Three hours later Maestro Zabala woke me by telephone with a less happy phrase:
“How’s that masterpiece coming along?”
I needed a few minutes to understand that he was referring to my piece for the next day’s paper. I do not remember our having closed any deal or my having said either yes or no when he asked me to write my first contribution, but that morning I felt capable of anything after the verbal Olympiad of the previous night. Zabala must have understood matters in this way, because he already had indicated some current topics and I proposed another that seemed more immediate: the curfew.

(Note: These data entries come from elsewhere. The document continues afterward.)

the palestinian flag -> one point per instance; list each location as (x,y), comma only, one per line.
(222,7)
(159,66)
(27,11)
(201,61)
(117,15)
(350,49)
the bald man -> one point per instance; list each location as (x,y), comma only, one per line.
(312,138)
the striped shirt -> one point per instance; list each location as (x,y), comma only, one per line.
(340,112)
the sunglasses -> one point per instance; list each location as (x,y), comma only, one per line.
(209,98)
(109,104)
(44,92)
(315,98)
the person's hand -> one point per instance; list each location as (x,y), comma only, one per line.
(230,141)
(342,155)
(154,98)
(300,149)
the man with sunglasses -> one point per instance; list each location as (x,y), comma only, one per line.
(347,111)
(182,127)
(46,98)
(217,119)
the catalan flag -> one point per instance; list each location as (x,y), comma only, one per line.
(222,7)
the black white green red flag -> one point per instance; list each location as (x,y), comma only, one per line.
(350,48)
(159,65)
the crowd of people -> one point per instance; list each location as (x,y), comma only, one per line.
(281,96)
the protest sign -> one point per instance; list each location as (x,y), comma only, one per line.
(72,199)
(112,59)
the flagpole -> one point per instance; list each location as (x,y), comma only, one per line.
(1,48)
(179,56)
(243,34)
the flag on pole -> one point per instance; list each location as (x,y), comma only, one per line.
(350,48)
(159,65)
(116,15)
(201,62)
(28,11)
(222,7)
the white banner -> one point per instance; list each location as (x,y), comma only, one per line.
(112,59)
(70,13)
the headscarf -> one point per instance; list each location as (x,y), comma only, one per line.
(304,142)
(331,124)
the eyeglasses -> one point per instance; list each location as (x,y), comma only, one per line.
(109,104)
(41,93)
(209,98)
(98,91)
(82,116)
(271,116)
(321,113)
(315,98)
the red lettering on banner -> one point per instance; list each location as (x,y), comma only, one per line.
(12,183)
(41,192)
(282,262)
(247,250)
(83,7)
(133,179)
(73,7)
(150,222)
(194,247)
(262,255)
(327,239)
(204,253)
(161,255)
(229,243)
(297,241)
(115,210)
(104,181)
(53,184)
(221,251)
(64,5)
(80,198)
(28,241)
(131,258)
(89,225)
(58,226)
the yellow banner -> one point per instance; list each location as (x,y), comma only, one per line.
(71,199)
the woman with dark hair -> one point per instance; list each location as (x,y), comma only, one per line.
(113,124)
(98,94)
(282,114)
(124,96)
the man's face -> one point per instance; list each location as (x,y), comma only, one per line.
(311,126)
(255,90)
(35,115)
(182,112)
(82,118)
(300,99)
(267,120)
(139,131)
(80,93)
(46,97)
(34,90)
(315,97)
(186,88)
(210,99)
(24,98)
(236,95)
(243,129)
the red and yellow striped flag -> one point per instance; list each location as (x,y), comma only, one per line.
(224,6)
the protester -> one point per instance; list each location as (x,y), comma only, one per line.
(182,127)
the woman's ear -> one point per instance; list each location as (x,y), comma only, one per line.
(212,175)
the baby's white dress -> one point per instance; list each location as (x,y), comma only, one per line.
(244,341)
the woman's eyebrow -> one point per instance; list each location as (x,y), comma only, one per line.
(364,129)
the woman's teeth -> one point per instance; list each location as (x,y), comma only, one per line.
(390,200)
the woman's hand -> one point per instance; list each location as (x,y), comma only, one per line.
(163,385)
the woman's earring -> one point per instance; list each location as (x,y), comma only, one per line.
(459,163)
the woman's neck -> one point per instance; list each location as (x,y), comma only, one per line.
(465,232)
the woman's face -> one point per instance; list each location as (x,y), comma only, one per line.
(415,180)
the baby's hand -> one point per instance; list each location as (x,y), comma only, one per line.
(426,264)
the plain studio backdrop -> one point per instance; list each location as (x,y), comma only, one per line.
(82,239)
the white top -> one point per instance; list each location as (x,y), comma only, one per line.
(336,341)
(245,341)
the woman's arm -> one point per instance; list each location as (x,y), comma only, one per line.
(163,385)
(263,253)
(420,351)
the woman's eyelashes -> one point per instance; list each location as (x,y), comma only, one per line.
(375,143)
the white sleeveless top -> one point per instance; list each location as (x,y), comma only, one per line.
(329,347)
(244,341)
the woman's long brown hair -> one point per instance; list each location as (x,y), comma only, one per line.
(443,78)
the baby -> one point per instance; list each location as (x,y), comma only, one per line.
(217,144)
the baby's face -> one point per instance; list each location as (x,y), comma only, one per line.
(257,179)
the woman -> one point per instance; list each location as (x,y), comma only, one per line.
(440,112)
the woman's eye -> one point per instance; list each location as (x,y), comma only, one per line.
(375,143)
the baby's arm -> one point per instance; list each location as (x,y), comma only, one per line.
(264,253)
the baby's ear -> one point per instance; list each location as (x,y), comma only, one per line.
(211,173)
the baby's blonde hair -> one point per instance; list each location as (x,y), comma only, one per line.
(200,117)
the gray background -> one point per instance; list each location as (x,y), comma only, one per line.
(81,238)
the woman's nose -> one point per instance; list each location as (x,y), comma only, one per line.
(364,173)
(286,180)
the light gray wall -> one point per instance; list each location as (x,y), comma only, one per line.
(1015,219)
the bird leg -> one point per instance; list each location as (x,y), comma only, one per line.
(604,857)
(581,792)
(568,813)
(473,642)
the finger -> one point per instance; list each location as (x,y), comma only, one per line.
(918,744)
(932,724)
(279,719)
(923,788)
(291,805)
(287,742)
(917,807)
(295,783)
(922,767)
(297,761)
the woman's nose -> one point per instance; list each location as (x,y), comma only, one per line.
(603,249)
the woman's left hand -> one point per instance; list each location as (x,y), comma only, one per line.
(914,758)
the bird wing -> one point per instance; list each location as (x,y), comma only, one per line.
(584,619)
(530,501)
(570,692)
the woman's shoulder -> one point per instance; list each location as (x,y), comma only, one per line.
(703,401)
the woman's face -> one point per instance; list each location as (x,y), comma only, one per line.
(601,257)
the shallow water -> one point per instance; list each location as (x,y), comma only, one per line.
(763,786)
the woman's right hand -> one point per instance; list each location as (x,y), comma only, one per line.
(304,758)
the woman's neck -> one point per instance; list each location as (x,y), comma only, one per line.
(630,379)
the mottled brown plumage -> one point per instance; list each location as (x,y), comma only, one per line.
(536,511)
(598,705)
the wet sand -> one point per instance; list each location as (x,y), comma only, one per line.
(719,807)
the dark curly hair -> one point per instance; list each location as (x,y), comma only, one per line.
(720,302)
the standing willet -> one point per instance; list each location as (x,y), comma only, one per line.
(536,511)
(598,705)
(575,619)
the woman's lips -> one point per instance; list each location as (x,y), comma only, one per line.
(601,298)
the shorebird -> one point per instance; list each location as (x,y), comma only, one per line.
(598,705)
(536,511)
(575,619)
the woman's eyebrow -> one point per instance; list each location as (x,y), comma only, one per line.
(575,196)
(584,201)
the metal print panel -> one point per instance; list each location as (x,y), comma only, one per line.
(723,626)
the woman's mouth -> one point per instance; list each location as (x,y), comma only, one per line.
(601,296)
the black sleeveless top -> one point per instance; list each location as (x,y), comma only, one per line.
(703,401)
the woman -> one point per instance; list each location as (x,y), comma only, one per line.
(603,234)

He gave me no orientation. My intention was to recount the adventure of my first night in Cartagena, which is what I did, in my own hand, because I could not manage the prehistoric typewriters in the newsroom. It took almost four hours to produce, and the maestro revised it in front of me without any expression that would reveal his thinking, until he found the least bitter way to tell me:
“It’s not bad, but publishing it is impossible.”
I was not surprised. On the contrary, I had foreseen it, and for a few minutes I was relieved of the unpleasant burden of being a journalist. But his real reasons, which I did not know, were conclusive: since April 9, in every newspaper in the country, beginning at six in the evening, a government censor installed himself at a desk in the newsroom as if he were in his own house, with the intention and the power not to authorize a single letter that might interfere with public order.